Hepatic production of VLDL-triglycerides. Dependence of portal substrate and insulin concentration.

Insulin has an exacerbating effect on endogenous hypertriglyceridemia. Experiments were carried out in order to study the acute effects of insulin in 6 patients with endogenous hypertriglyceridemia and 6 controls. 0.1 Unit insulin/kg body weight was injected into the portal vein. Blood samples were taken from the portal and hepatic veins and analysed for FFA, glycerol, VLDL-triglycerides (VLDL-TG) and insulin. Liver blood flow was measured with cardiogreen. This technique allowed a study of the acute effect of insulin on the hepatic extraction of substrates and on the hepatic production of VLDL-TG. Under basal conditions the production of VLDL-TG in patients with endogenous hypertriglyceridemia was not statistically different from the production in controls. The results did not provide statistical proof of a correlation between the production and the hepatic uptake of VLDL-TG precursors; however, the production was negatively correlated to the hepatic clearance rate of insulin. During a one-hour observation period after the application of insulin, the production of VLDL-TG was decreased in controls and increased in patients with endogenous hypertriglyceridemia.

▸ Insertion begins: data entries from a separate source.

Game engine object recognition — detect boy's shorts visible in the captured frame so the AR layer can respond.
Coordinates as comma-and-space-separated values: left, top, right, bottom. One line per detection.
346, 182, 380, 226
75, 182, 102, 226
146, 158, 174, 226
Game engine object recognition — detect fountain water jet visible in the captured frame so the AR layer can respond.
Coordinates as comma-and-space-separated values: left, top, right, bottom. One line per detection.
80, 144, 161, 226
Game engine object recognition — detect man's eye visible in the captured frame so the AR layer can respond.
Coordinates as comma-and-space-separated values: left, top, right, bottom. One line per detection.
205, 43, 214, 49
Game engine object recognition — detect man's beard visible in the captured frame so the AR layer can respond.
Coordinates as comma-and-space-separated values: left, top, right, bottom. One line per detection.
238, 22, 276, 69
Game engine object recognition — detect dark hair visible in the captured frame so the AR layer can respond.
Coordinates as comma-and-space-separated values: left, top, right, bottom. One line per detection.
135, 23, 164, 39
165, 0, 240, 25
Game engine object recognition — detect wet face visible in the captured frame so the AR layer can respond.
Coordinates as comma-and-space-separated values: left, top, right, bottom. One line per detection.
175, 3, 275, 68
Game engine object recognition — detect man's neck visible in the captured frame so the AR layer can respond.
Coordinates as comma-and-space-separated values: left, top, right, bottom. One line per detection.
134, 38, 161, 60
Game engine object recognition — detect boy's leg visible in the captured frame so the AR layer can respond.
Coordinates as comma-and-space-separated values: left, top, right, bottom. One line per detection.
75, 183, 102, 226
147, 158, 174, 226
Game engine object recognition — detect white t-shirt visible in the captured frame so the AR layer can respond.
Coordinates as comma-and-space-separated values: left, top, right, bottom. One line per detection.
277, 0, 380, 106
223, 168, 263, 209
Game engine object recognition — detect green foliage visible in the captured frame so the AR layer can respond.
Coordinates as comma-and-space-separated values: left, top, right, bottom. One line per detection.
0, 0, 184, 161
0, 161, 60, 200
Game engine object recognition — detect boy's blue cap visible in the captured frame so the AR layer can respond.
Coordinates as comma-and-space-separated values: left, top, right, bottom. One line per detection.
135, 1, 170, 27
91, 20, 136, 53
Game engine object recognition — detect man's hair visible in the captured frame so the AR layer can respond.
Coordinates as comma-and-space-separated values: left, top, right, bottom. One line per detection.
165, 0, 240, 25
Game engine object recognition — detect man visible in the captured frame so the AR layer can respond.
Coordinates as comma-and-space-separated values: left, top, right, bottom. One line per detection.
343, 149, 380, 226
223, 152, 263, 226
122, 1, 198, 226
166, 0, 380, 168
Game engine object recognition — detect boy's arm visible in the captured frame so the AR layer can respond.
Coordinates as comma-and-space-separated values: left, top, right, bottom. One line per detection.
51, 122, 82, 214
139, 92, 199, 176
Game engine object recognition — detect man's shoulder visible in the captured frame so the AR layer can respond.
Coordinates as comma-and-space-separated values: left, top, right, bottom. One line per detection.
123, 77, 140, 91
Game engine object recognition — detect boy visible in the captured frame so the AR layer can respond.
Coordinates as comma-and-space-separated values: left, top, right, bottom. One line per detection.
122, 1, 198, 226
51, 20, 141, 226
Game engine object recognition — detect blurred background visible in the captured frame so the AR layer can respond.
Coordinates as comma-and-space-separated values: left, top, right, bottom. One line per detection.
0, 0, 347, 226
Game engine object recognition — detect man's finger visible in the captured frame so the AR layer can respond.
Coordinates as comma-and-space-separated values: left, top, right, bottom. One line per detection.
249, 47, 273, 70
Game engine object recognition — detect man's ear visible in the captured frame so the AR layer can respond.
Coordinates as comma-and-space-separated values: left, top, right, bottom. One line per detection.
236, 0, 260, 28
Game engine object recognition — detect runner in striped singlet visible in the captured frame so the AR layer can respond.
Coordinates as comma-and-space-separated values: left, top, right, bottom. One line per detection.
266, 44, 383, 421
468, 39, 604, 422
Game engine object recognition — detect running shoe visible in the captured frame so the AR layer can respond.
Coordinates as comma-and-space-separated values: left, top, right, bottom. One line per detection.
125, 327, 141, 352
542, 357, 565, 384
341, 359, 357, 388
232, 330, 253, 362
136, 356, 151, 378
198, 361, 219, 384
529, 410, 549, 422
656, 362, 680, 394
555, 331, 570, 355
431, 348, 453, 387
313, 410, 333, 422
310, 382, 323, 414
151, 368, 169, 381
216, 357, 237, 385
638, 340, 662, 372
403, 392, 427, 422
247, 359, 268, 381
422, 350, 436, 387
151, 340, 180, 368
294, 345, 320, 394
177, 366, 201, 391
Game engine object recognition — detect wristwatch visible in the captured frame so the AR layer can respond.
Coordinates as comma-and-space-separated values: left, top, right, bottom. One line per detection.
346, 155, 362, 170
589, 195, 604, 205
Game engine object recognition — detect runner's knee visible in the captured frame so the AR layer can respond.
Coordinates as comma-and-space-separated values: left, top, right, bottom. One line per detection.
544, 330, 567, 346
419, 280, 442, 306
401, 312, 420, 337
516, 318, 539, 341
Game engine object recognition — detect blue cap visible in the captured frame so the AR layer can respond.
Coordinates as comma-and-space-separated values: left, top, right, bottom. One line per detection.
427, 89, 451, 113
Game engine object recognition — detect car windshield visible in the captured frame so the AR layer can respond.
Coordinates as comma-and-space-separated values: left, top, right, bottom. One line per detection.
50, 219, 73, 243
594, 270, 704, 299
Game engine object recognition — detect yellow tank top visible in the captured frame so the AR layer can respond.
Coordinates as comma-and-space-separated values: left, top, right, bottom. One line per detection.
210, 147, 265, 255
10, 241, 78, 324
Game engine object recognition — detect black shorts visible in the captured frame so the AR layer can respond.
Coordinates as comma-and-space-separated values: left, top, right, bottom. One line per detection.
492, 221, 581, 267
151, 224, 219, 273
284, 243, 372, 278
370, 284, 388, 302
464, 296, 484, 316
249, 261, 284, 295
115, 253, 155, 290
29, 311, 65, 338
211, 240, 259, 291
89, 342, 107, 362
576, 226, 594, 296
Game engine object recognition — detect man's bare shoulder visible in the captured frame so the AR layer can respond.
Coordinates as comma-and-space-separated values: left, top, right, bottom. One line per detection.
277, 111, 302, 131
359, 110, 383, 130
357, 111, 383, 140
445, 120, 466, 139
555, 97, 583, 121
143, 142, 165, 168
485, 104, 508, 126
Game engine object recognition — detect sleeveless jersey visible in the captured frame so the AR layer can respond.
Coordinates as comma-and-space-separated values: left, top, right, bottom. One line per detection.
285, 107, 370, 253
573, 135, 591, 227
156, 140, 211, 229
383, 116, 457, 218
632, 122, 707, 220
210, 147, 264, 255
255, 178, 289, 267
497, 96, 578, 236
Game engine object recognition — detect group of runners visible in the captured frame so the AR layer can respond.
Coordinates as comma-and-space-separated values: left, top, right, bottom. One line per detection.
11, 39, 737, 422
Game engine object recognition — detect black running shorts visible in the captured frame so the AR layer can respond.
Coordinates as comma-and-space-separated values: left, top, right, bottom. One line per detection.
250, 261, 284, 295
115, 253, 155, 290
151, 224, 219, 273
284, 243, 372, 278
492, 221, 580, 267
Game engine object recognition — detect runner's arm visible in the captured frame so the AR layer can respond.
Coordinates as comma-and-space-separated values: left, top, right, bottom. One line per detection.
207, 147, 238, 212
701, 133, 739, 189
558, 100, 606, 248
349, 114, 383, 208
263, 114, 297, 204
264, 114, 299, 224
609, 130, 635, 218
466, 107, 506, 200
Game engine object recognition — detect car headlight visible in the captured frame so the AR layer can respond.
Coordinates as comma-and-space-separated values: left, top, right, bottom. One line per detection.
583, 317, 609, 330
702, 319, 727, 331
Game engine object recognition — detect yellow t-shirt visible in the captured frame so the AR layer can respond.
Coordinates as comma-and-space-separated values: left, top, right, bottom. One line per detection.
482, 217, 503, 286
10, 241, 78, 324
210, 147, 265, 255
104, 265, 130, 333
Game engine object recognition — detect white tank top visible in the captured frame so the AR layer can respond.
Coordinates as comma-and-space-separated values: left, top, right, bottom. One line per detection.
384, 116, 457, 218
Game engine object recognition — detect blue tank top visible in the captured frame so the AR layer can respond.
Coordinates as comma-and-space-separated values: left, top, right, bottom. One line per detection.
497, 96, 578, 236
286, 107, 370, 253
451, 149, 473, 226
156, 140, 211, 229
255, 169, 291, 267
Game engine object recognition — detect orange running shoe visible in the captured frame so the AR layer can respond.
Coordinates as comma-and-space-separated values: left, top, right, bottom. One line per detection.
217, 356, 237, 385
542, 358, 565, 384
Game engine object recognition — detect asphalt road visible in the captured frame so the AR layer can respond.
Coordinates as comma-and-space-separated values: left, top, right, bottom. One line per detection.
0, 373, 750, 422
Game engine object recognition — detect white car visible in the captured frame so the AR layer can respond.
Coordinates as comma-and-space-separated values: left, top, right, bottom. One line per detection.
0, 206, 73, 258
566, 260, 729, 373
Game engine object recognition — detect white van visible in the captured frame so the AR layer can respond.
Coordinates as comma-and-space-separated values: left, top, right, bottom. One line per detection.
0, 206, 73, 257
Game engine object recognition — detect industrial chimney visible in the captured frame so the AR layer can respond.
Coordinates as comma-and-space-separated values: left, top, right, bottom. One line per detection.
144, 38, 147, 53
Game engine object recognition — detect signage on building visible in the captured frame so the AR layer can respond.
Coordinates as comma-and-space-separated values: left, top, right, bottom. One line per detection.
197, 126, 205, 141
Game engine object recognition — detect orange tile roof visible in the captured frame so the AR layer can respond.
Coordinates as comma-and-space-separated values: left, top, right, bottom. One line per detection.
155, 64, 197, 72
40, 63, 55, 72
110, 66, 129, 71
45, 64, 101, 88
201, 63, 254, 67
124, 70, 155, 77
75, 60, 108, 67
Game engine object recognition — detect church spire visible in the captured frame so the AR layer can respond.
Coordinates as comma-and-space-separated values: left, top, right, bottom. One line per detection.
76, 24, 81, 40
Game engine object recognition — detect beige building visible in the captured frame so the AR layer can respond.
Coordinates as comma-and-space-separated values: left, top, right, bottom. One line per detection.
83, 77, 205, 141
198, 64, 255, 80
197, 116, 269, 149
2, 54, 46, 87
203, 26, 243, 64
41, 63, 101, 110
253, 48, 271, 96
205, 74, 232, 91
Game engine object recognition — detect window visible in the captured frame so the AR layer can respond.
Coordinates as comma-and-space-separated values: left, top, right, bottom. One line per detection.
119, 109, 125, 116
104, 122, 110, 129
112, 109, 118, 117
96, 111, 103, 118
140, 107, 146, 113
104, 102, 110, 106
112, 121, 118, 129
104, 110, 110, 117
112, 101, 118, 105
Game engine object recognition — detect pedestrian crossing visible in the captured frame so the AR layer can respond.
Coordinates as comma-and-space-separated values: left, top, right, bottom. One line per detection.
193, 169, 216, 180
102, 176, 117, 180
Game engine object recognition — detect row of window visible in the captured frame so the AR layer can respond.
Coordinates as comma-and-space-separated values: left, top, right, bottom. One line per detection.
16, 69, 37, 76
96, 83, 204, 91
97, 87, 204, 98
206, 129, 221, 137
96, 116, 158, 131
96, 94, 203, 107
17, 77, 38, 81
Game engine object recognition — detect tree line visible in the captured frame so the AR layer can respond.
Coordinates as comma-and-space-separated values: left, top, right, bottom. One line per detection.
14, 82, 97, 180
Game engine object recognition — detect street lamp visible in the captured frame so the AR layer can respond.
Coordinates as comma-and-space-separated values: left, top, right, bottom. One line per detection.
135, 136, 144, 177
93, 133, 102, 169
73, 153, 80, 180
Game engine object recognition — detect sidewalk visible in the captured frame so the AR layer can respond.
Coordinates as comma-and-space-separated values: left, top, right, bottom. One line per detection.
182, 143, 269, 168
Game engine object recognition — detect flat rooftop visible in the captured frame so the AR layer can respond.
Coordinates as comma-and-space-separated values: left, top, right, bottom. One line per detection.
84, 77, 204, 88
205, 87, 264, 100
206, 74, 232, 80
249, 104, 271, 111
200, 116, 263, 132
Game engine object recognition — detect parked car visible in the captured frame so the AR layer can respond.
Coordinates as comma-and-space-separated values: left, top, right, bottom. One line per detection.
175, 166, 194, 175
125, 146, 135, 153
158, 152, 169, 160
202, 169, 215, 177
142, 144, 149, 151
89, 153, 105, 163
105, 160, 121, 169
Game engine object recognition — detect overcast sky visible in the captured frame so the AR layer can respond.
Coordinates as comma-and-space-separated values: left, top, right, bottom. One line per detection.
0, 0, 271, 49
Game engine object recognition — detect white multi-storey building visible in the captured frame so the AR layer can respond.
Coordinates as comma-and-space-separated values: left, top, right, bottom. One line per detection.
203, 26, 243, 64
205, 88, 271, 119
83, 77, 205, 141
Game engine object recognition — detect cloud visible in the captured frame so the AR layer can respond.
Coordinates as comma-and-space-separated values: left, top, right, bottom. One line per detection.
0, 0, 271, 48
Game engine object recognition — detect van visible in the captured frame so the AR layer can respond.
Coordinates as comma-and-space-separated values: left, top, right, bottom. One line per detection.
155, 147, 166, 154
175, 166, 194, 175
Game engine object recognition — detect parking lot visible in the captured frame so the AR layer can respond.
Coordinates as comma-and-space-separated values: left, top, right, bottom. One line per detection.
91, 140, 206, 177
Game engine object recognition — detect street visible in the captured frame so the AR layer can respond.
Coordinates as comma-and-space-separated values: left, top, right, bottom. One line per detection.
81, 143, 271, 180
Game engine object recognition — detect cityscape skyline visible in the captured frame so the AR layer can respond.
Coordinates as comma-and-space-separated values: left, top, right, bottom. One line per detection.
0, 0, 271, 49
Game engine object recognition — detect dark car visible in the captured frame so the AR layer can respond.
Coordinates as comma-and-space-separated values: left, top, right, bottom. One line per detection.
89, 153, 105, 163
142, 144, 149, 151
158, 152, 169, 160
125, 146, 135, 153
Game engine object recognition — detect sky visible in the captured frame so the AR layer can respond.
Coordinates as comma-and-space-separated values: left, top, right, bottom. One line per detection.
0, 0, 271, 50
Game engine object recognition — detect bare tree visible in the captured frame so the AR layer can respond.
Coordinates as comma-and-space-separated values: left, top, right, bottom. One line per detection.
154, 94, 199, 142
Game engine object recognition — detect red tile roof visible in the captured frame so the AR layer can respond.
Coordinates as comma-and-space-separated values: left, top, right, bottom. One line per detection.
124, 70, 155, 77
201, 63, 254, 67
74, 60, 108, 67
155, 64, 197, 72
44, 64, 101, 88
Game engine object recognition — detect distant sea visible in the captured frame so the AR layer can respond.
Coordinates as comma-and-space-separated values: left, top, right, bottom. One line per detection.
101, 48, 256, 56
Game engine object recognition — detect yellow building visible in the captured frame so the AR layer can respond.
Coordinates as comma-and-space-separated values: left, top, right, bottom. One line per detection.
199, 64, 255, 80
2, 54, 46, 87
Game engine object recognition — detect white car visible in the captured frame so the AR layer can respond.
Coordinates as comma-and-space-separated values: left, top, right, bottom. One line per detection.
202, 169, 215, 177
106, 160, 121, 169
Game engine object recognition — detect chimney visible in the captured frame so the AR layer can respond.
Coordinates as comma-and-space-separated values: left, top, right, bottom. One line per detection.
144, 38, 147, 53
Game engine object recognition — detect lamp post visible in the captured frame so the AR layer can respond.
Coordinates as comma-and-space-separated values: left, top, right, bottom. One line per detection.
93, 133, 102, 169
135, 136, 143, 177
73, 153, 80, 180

The application of insulin was also followed by a decreased uptake of free fatty acids and glycerol, this change being similar in controls and in patients with endogenous hypertriglyceridemia. There was no correlation between the effect of insulin on the production of VLDL-TG and on the uptake of substrates by the liver. It is concluded that insulin has a direct effect on the production of VLDL-TG which is independent of substrate supply. The adverse effect of insulin in endogenous hypertriglyceridemia may reflect some type of impaired hepatic responsiveness to insulin.